Subject: Re: It's getting very ugly in the real world,
All of that said, I don’t believe that philanthropy is the answer to societal problems.
@elonmusk
has done more for the world with his for-profit enterprises than any philanthropist ever.
Pretty sure the people of Africa now alive because of polio vaccines and able to see thanks to the eradication of guinea worms and the helps of Doctors Without Borders and similar efforts funded by philanthropy would disagree. Because Elon Musk has given them? Electric cars? Tunnel boring machines?

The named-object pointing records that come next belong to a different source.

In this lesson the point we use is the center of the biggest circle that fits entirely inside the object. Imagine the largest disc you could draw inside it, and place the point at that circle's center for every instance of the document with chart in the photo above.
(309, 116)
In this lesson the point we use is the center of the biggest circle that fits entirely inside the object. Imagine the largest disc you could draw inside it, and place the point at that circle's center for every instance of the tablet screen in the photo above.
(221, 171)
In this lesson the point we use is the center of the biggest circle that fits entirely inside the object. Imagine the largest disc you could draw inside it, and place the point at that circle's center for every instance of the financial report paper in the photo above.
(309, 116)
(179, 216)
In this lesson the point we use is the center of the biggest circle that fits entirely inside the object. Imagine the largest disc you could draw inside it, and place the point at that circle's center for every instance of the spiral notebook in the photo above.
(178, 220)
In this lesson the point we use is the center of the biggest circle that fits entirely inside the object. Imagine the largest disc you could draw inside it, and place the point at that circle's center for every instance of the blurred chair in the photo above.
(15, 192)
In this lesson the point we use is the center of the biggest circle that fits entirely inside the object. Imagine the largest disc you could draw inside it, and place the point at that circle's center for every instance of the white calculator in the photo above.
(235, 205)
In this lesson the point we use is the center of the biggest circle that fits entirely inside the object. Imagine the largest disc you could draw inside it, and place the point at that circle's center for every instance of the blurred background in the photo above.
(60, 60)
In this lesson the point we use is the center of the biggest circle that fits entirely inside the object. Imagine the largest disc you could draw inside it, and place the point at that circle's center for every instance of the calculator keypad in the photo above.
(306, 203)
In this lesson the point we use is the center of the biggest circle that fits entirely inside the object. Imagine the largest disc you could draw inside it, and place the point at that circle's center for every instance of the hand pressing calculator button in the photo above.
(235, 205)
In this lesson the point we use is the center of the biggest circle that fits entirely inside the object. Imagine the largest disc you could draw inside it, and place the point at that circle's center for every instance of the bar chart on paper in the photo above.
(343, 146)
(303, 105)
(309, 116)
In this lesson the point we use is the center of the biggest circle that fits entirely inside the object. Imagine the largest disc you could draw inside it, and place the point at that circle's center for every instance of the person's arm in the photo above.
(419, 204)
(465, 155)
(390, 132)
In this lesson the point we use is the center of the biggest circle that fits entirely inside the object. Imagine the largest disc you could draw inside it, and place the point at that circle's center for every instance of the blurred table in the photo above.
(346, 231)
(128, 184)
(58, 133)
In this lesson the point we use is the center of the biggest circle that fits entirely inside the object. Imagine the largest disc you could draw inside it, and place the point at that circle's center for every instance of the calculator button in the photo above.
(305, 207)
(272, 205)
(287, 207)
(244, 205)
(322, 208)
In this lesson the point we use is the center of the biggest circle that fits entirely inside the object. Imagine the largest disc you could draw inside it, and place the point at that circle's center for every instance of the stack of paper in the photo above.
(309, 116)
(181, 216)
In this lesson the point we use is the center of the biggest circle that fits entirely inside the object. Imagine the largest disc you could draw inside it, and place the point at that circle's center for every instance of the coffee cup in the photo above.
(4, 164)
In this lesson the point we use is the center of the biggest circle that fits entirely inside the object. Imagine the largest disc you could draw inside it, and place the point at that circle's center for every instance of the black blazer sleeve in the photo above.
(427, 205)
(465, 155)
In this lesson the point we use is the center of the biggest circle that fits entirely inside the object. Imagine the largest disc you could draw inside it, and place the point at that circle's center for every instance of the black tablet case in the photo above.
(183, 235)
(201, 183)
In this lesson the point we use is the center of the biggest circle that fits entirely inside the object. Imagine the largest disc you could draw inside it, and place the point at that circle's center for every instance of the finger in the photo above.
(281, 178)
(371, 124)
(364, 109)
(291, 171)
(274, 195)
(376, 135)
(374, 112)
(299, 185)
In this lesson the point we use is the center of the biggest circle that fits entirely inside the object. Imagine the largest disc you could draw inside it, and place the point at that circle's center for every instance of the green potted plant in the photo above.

There is a place for both. Lots of things the private market doesn’t do - and perhaps can’t do. Rebuilding Europe after World War II is one such, although it was funded by the US in a philanthropic effort to put several countries back on stable economics. But there have been similar purely philanthropic efforts across the world: rebuilding much of New Orleans after Katrina came from philanthropic efforts. “The private market” had nothing to do with it.
The education of Native American children where philanthropy has had an impact better that either government (and surely better than) the private market have accomplished. The Plough Foundation has worked on helping Seniors Age In Place, there is no “private market” effort on that which I am aware of. It is often philanthropy which funds research into rare diseases; “the market” can’t be coaxed to spend money on something that doesn’t return big bucks. Likewise Habitat for Humanity puts the dispossessed in houses the private market ignores them completely.
It’s philanthropy which pays to re-investigate crimes for which people have been wrongly imprisoned. Neither the market nor the government wants anything to do with that. “The market” isn’t championing building resilient cities: that’s the Ford Foundation advocating and producing workable plans. There’s more, there’s so much more, but Ackman would rather ignore the successes in favor of another “I can do it better” screed and another bow to “the market is always right” mantra.